Various RPC mechanisms like Bond and Protocol Buffers (and more recently GRPC) are trying hard to make RPC cool again. Personally, I hope they succeed, as REST (like any technology) doesn't work for everything.

ChrisAtWork | 9 years ago | on: Microsoft REST API Guidelines

There are a number of examples to cite showing what you say isn't true.

Allowing totally arbitrary OData $filter expressions does lead to problems, but recent versions of OData have a nice mechanism to describe (and discover) what can be filtered on. This is both tooling and developer (for consumption) friendly.

There are many examples of teams providing OData API heads without using SQL as the data store. Teams do this using EXO, various Azure data stores, and custom stores.

Using (for example '$filter=productName eq cupcakes') isn't leaking any weird abstractions, but is giving clients and tooling a nice means to filter a list.

ChrisAtWork | 9 years ago | on: Microsoft REST API Guidelines

That particular example was chosen not because of OData, but because it required someone to type in a horribly long set of alphanumeric codes.

There's no way a human can effectively type that, nor is there any real way to look at it and figure out what it's doing.
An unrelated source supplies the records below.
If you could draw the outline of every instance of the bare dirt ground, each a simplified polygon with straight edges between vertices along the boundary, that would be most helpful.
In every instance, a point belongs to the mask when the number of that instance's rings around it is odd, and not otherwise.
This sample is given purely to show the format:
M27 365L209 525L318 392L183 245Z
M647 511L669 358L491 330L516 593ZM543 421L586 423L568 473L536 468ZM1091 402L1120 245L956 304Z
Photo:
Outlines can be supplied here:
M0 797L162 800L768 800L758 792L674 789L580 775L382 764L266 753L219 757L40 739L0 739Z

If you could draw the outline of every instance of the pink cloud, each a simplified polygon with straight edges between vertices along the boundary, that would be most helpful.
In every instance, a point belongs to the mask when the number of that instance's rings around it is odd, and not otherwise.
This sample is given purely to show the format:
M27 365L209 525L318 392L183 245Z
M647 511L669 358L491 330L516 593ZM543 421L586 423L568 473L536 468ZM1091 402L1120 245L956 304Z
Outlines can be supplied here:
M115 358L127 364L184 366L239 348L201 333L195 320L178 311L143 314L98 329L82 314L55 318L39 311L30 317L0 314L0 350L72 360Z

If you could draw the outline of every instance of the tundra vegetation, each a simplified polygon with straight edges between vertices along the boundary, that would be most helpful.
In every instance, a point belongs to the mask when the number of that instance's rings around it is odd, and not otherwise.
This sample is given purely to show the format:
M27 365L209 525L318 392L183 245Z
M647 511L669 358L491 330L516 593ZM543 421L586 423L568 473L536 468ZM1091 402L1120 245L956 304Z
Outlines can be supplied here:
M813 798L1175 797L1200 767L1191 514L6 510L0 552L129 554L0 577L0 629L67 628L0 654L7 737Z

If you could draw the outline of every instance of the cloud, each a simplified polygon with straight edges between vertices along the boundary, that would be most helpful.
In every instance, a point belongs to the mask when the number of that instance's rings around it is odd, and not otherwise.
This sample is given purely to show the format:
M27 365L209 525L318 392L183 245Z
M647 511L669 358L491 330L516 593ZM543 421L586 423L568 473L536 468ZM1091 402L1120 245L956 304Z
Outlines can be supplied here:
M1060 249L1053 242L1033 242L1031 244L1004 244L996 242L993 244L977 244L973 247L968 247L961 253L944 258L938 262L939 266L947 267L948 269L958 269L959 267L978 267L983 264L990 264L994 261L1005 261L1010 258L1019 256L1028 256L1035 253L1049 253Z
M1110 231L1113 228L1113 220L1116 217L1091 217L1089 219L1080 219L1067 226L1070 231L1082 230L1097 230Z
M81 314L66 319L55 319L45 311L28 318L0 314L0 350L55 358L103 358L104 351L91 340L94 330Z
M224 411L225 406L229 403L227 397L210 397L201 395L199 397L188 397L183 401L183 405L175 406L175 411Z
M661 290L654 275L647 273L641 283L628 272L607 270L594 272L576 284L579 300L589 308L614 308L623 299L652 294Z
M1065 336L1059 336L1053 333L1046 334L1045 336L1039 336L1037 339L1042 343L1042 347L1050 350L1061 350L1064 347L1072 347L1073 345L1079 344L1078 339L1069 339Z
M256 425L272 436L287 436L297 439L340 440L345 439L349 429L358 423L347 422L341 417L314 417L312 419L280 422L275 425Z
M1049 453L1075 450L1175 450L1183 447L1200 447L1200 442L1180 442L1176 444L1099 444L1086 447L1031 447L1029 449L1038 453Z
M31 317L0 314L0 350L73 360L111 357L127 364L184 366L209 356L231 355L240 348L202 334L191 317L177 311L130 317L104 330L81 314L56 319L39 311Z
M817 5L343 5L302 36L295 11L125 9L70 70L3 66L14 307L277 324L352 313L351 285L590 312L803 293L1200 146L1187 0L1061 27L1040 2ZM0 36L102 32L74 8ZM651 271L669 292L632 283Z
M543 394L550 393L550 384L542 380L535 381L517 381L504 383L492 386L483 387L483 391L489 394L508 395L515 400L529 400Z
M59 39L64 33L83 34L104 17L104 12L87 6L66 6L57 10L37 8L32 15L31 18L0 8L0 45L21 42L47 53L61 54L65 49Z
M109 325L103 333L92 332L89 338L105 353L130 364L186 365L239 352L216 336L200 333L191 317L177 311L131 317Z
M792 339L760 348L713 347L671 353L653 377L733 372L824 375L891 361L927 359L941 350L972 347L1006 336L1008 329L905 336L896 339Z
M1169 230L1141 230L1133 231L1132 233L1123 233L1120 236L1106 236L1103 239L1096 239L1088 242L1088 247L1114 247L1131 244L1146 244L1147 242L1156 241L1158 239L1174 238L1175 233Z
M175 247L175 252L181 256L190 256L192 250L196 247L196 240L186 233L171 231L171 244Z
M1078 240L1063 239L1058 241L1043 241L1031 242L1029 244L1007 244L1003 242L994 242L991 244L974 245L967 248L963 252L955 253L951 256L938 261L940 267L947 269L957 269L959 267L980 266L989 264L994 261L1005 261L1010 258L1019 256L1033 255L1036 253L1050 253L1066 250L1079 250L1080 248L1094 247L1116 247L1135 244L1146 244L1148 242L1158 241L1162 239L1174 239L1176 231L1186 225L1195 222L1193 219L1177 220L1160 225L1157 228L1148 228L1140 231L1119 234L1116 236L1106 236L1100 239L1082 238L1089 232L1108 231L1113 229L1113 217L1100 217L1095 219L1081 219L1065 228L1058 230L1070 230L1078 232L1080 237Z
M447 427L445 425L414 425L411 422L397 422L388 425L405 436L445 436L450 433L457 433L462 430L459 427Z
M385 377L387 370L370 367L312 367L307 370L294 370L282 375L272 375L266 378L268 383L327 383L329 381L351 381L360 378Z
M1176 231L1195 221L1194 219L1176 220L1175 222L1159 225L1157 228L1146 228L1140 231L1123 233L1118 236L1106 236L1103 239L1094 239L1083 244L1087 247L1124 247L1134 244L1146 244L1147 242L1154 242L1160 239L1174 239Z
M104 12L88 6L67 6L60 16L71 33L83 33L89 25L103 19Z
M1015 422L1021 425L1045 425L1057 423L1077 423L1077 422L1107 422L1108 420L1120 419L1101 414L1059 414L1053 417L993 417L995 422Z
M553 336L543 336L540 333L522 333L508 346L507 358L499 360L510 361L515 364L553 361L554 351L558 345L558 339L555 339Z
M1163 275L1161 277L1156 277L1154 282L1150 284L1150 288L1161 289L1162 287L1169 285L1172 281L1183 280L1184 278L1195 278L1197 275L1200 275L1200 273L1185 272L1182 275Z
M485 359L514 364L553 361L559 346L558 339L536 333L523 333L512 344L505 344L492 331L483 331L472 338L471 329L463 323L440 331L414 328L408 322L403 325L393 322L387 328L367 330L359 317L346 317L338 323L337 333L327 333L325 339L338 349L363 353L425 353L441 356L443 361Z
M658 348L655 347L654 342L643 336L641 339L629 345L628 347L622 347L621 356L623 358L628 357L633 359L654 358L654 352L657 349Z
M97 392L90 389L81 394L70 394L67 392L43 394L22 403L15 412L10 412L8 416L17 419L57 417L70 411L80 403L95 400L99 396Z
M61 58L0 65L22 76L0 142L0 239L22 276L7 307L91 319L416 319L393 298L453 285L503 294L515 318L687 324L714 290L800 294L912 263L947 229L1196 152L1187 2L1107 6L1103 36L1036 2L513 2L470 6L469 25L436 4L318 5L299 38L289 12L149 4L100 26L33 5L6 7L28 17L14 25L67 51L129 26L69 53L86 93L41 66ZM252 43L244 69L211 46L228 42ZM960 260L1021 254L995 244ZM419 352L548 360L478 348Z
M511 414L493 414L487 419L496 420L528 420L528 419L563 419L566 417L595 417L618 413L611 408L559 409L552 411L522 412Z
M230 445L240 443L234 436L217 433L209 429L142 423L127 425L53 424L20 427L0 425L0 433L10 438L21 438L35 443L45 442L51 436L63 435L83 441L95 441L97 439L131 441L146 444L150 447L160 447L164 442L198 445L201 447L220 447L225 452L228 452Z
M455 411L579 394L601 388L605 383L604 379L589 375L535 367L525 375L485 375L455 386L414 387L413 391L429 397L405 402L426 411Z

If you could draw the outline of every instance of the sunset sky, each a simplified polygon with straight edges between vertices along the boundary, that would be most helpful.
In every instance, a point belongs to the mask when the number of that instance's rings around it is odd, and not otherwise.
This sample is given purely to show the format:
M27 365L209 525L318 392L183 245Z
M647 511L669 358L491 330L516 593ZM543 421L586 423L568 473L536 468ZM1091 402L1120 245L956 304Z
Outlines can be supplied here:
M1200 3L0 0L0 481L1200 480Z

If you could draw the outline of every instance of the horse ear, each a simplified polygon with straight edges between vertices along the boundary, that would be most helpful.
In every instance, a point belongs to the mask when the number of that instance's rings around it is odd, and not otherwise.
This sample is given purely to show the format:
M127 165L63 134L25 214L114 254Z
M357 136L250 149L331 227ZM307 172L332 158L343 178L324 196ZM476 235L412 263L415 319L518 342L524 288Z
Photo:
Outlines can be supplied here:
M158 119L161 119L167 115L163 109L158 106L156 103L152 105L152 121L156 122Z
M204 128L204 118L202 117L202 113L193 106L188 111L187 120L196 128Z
That the URL happens to use ODAta (because that's what Exchange does) is not really relevant.

The overriding factor, as called out in the doc, is that URLs should be human understandable. That's not to say canonical id's can't be used, but a big base64 encoded string is not recommended.

ChrisAtWork | 9 years ago | on: Microsoft REST API Guidelines

Delta queries are pretty easy, assuming you have a rich data store behind your data.

As others have said, your data store needs to be able to say, "Show me changes since XYZ". Most of the Big Apps can do that, and from there the problems is one of API Semantics.

This doc addresses the API Semantics, rather than the application design. To try to solve the design problem would be impossible as every application is different.

ChrisAtWork | 9 years ago | on: Microsoft REST API Guidelines

It turns out that uploading files is hard. Files come in a variety of sizes, networks sometimes don't work, browser processes come-and-go, some users expect restart semantics, some don't...

ChrisAtWork | 9 years ago | on: Microsoft REST API Guidelines

"Success With Info" is something that just causes problems.

The number of examples we found of "Success with Info" going horribly wrong was abundant. Turns out checking return codes is something people have failed to do pretty much since the invention of the return code...

ChrisAtWork | 9 years ago | on: Microsoft REST API Guidelines

The API version header has a few problems.

1. Older proxies used to remove/strip headers they don't understand. 2. Frameworks and libraries don't always give access to n non-standard headers, meaning they just can't used. 3. It's harder for humans to look at a request and see what's going on.